The Belgian industrialist from Antwerp made a gesture with his hand as he spoke. “Arthur Dorsett was a megalomaniac. His dreams of grandeur did not include others. He ran his mining operations and sales organizations without a board of directors. Arthur was a one-man band, He trusted no one. Except for occasionally hiring an outside adviser and then squeezing the man or woman dry for whatever expertise he could absorb before throwing them into the street, he ran Dorsett Consolidated alone with no one else at the top.”
The Italian cargo-fleet owner smiled. “I’m tempted to climb the volcanoes that wiped out Arthur Dorsett and his evil empire and pour a bottle of champagne into their craters.”

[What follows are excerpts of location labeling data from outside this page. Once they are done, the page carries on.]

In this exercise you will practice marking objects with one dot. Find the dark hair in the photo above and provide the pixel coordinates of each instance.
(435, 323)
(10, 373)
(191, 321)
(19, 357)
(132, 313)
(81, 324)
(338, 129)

“The Hawaiians do that very thing at the fire crater of Kilauea,” said the American.
“Did they find his body?” asked the Japanese electronics magnate.
The chairman shook his head. “According to Australian officials, he never got out of his house, which was directly in the path of a lava flow. His body, or what’s left of it, lies under twenty meters of volcanic ash and lava rock.”
“Is it true all three of his daughters died too?” asked the Italian.
“One died in the house with Arthur. The other two were found dead on a burned-out hulk of a yacht. Apparently, they were trying to escape the holocaust. There is, I might add, an air of mystery about the affair. My sources inside the Australian government claim one daughter died from gunshot wounds.”